Interessant zijn ook de begrippen tijd en eeuwigheid bij Landauer, in het geschrift Scepsis en Mystiek. Eckehart en het neoplatonisme van de christelijke en heidense traditie (Plotinus, Augustinus, Dionysius Areopagita, Scotus Eriugena, Bonaventura enz.) definiëren de eeuwigheid niet als een eeuwig uitgerekte tijdsspanne, maar eerder als op elk moment van de tijd aanwezig. Ze omvat met andere woorden de tijd als geheel en transcendenteert die tegelijkertijd.

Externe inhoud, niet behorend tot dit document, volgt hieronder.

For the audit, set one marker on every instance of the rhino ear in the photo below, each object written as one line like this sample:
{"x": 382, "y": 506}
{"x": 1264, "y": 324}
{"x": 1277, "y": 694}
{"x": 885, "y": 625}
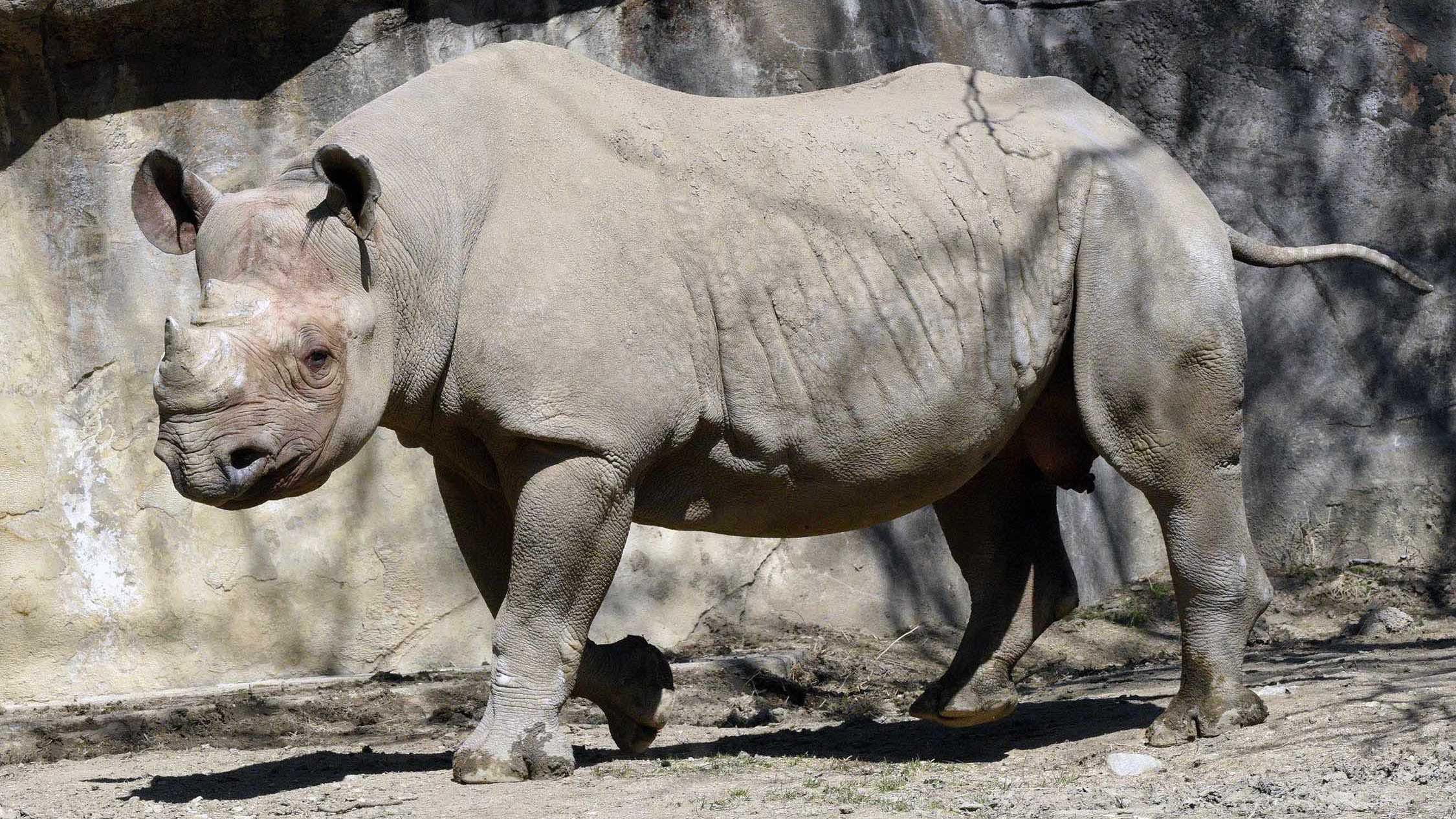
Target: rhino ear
{"x": 170, "y": 202}
{"x": 353, "y": 186}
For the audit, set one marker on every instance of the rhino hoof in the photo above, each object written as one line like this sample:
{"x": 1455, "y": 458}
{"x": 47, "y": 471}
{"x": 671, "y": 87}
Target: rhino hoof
{"x": 630, "y": 735}
{"x": 539, "y": 754}
{"x": 973, "y": 704}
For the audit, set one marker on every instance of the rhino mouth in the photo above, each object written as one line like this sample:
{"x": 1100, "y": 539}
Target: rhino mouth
{"x": 276, "y": 482}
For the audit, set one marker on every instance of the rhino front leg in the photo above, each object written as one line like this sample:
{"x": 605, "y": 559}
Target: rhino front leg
{"x": 1004, "y": 533}
{"x": 630, "y": 680}
{"x": 571, "y": 523}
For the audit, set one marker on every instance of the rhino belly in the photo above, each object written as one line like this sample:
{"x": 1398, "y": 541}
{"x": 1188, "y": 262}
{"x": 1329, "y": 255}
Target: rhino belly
{"x": 866, "y": 463}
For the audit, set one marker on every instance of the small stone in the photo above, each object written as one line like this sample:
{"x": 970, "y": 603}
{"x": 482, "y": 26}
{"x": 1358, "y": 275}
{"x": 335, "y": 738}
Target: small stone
{"x": 1388, "y": 620}
{"x": 744, "y": 712}
{"x": 1132, "y": 764}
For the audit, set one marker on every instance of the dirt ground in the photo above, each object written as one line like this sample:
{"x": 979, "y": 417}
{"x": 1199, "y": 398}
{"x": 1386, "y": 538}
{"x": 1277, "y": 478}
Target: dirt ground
{"x": 811, "y": 723}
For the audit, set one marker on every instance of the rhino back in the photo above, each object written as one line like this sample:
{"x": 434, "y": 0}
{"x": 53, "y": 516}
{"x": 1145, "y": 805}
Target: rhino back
{"x": 849, "y": 290}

Een “afgescheiden” mens, die zich kan vrijmaken van de tijd, ervaart de eeuwigheid door een “mystiek aanschouwen” (Plotinus). Voor Landauer is de eeuwigheid tegelijkertijd een eeuwig verloop in de tijd alsook de bron van de tijdelijke ontwikkelingsstroom. Het idee van verleden en toekomst is volgens hem een “vervalsing van de ruimte”, omdat pas door het overdragen van het idee ruimte gesuggereerd wordt dat wij ons op een punt bevinden, vanwaar wij terug en naar voren kunnen zien. De uitspraak dat de eeuwigheid enerzijds een eeuwig verlopen in de tijd is en anderzijds de bron van de tijd, lijkt tegenstrijdig. Van belang daarbij is dat voor Landauer de eeuwigheid dan wel aan het verloop van de tijd gebonden blijft, maar de eeuwige vernieuwing wordt een constante, waardoor dan in het “eeuwige heden” volstrekt “tijdelijke kwaliteitsverschillen” verschijnen. Op dezelfde manier spreken ook de neoplatonici (Meester Eckehart) over een verloop in de tijd, die omvat wordt door de eeuwigheid, maar tegelijkertijd de bron van de tijd is. De eeuwigheid kan daarom door de “mystieke beschouwing” (Plotinus) in de tijd worden ervaren. De sleutel daartoe is zowel voor Meester Eckehart als voor Gustav Landauer de zogenaamde “afgescheidenheid”.

Mystieke antropologie

[bewerken | brontekst bewerken]

Mystieke antropologie gaat ervan uit dat in de mens een goddelijke vonk of “ongeschapen zielsgrond” (Meester Eckehart) aanwezig is, die het eigenlijke menselijke wezen uitmaakt en tegelijkertijd verenigd is met God. In de Bijbel wordt dat verwoord als: “De mens is het evenbeeld van God.” Voor de bestemming, die het eigenlijke wezen van de mens is, beroept Landauer zich expliciet op Meester Eckehart. Daarom is volgens Landauer ons “individuele,” dat stevig “op zichzelf staat” en zich diep “in zichzelf terugtrekt” – tegelijkertijd “ons algemeenste,” namelijk datgene wat ons met de gezamenlijke al-ene wereld verbindt en tot de eenheid daarmee leidt. Landauer zegt in Scepsis en Mystiek (1978, pag. 17) het volgende:

Hoe dieper ik in mijzelf terugkeer, hoe meer ik deelachtig wordt aan de wereld.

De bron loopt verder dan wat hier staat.